Funding from PhenomUK and BBSRC has allowed me to pursue multiple deep learning projects. These include, but are not limited to, i. the estimation of maximum conductance (gas exchange) in stomata from 2D images, ii. object tracking in dense environments in this instance tracking wheat ears in crop fields to determine oscillation, iii. object detection for various cases for example pollen for counting and iv. feature detection in 3D point clouds. Projects in progress involve deep reinforcement learning to guide active vision, 3D estimation using reduced image sets and deep learning for affordable self-driving autonomous cars in field environments.
Funded by Gatsby, the aim of this project is to develop a new ray tracer implemented in Python and manipulating multiple GPUS. The ray tracer will be applied to virtual plant models, from my previous projects, to determine how small architectural variations determine the distribution and composition of light, particularly in lower layers of a canopy. The projected rays have several attributes corresponding to spectral composition and intensity. As rays intersect the plant, their attributes will change to reflect the underlying biological processes with portions being reflected or transmitted. The ray tracer will be able to fully characterise the light environment within canopies; accounting for small architectural traits, the light environment in which the plant is grown and the physiological interception of different wavelengths by leaves.

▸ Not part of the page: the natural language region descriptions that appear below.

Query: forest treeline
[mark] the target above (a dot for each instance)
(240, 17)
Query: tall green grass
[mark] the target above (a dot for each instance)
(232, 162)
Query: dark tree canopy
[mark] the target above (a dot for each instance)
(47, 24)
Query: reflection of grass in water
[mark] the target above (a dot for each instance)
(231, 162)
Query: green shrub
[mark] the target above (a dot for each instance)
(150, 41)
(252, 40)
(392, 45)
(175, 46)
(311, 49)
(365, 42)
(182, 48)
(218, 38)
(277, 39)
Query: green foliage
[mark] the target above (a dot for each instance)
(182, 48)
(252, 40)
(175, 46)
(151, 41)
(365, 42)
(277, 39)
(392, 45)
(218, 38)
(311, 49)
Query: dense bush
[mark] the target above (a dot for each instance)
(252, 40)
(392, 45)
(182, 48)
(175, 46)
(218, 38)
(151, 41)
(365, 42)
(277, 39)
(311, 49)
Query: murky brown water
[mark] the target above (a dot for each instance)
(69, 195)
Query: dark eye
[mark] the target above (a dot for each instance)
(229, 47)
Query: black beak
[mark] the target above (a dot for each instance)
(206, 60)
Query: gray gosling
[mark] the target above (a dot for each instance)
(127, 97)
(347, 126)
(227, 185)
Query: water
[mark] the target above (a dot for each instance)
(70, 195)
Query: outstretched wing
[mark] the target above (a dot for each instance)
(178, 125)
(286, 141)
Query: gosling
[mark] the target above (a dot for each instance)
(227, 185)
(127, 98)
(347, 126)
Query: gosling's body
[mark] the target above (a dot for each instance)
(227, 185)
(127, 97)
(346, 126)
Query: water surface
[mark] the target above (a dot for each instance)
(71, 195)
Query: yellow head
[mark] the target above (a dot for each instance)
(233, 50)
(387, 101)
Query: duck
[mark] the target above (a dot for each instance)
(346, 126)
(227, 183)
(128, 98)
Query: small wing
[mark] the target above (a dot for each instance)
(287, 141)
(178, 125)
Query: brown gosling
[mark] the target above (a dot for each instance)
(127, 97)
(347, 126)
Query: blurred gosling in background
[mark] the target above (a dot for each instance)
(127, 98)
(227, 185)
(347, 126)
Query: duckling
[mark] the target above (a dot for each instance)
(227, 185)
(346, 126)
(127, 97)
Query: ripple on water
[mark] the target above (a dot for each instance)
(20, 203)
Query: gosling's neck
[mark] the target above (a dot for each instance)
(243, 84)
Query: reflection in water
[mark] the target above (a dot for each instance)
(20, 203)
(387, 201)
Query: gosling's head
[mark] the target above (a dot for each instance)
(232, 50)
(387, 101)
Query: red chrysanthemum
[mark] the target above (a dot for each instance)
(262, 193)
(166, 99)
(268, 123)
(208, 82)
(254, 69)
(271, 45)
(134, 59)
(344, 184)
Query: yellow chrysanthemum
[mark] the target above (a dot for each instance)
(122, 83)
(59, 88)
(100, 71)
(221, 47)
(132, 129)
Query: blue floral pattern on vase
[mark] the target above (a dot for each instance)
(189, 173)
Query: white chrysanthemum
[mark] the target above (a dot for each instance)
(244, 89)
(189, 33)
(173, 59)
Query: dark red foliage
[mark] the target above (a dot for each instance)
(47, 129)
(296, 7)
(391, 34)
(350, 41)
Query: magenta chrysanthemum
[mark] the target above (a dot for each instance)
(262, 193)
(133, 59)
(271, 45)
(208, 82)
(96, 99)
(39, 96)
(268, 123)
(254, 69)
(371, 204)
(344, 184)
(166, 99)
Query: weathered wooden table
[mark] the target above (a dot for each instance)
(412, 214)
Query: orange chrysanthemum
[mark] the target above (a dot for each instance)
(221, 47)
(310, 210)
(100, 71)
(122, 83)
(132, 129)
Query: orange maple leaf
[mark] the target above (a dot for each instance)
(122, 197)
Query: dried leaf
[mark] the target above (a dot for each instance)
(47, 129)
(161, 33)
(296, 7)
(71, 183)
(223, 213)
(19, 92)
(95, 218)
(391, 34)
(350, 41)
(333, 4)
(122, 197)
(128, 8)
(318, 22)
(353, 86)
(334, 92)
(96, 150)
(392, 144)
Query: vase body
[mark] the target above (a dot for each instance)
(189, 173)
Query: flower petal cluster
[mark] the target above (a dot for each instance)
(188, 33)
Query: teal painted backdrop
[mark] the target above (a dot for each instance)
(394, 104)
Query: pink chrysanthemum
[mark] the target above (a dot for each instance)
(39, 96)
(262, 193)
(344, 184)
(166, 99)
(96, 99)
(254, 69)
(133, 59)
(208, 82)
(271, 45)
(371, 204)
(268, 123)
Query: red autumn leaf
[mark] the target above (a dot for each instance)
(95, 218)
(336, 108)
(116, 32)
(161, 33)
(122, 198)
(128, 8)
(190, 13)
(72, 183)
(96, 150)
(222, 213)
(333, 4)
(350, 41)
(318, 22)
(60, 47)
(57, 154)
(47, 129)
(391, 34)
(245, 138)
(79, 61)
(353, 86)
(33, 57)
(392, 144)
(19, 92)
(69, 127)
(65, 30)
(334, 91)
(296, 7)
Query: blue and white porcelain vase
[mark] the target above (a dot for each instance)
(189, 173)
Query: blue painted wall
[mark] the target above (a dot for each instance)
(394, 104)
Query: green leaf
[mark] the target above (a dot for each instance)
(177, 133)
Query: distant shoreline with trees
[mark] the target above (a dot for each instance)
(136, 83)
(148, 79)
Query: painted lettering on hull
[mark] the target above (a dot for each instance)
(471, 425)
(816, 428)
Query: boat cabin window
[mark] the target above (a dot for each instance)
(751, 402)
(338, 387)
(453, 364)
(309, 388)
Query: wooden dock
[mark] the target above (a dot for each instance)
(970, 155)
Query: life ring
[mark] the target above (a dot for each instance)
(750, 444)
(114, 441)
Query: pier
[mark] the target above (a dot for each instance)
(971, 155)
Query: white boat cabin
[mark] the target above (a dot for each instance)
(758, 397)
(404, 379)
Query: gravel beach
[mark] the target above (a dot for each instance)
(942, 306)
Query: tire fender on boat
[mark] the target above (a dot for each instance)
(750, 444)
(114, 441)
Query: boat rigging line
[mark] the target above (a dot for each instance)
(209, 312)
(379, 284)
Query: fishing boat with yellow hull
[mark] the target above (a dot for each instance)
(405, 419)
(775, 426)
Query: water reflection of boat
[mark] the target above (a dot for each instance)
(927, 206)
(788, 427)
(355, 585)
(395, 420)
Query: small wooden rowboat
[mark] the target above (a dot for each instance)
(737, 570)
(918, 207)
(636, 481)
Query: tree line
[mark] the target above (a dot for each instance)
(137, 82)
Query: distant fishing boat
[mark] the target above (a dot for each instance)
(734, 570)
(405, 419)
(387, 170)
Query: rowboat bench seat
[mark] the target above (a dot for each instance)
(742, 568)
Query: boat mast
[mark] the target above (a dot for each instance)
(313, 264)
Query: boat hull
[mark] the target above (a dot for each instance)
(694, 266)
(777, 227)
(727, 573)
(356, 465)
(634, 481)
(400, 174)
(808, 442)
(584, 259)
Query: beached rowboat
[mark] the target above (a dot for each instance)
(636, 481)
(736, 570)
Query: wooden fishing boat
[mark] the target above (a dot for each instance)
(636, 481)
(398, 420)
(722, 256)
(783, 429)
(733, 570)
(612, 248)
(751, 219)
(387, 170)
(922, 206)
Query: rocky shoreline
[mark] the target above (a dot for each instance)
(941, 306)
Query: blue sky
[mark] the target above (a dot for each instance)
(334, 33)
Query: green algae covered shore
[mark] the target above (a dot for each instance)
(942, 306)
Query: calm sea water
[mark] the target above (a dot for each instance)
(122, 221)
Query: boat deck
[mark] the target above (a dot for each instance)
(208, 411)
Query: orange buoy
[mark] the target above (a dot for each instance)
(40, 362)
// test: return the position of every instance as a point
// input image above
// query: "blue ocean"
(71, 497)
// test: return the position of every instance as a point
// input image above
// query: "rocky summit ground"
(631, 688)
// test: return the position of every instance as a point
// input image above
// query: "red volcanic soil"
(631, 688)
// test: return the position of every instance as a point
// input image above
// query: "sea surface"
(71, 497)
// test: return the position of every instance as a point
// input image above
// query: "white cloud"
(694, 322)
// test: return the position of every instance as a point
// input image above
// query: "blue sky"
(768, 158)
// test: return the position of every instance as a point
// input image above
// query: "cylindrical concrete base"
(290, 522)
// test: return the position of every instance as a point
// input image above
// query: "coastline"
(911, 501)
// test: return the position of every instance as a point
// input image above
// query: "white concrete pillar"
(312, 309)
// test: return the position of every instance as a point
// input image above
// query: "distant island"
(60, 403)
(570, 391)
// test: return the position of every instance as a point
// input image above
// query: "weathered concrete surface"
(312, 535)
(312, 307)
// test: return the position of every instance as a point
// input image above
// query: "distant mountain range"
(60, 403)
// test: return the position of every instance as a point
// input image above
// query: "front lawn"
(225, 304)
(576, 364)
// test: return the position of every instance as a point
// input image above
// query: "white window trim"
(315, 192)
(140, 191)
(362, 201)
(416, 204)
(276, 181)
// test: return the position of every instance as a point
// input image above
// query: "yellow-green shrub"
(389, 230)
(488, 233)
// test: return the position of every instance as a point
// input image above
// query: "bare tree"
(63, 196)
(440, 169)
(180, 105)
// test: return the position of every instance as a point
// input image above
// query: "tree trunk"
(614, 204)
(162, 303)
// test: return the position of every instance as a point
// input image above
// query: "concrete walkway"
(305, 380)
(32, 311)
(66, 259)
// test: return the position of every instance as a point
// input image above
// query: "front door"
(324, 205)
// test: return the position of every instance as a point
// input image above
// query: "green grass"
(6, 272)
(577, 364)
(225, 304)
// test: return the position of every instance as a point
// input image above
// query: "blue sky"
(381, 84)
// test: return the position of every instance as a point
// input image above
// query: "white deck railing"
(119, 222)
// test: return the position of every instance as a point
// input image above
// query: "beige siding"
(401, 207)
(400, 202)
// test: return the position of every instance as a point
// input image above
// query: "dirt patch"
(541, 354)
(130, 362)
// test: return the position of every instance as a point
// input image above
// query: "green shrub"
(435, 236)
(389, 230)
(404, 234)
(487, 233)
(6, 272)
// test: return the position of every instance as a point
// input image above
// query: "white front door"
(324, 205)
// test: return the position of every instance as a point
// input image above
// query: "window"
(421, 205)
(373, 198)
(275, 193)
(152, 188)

Thanks to funding from BBSRC, EPSRC and PhenomUK, I have over 6 years of experience in developing 3D models with a particular emphasis on plants. Plants are a particularly interesting object to model due to the intricate structure and highly reflective and occluding surfaces, as such making it a complex computer vision problem. Modelling techniques I have applied include, but are not limited to, CT-Scans (Hounsfield, Sutton Bonington Campus), Optical Topography (Metrology Team at The University of Nottingham), Depth Estimation (i.e., Kinect), Volumetric Modelling (2D ray tracing). Structure from Motion (3D point cloud representation from 2D images).
The 4D Plant
Funded by BBSRC the 4D Plant projected place emphasis on visual tracking and enhanced 3D reconstruction methods needed to measure and model canopy movement and dynamic photosynthesis in rice and wheat populations. With data collected in both CIMMYT (Mexico, Obregon) and Sutton Bonington (University of Nottingham) the relationship between movement, photosynthetic properties and plant mechanical properties were investigated
Active vision formed the basis of my PhD in which I used a camera mounted robot arm (The Universal Robot 5) to explore the environment, capturing images of the object and producing 3D models of these. The active vision aspect used simple rules to determine whether the camera should move and where to. Further work explored the ability to clip organs of the plant by selecting a point on the virtual model. More recent works investigate the use of deep reinforcement learning, the combination reinforcement learning and deep learning, to drive the robot improving accuracy and computational efficiency supporting the creation of an incremental 3D model.
Stomata are integral to plant performance, enabling the exchange of gases between the atmosphere and the plant. The anatomy of stomata influences conductance properties with the maximal conductance rate, gsmax, calculated from density and size. In this project a deep learning network was proposed performing semantic segmentation which provides a rapid and repeatable method for the estimation of anatomical gsmax from microscopic images of leaf impressions. The proposed pipeline achieves accuracy of 100% for the distinction (i.e., monocotyledonous or dicotyledonous) and detection of stomata in both datasets. The automated deep learning-based method gave estimates for gsmax within 3.6% and 1.7% of those values manually calculated from an expert for a wheat and poplar dataset, respectively.
Calibration is the process of estimating the rotation and transformation of some given object in world space. Many existing algorithms apply for camera and robot calibration, though each are challenging to grasp. The calibration project allowed me to produce and implement algorithms for the calibration of a camera mounted robot arm and turntable. Such was used as the platform for an active vision system to produce accurate and robust 3D models of plants. Active vision improves typical phenotyping setups due to its ability to interact with the surrounding environment thus overcoming static setups. Publications arising from this work can be seen in the publications tab. More recent work, funded by EPPN, involves collaborations with leaders across Europe to identify stronger calibration setups.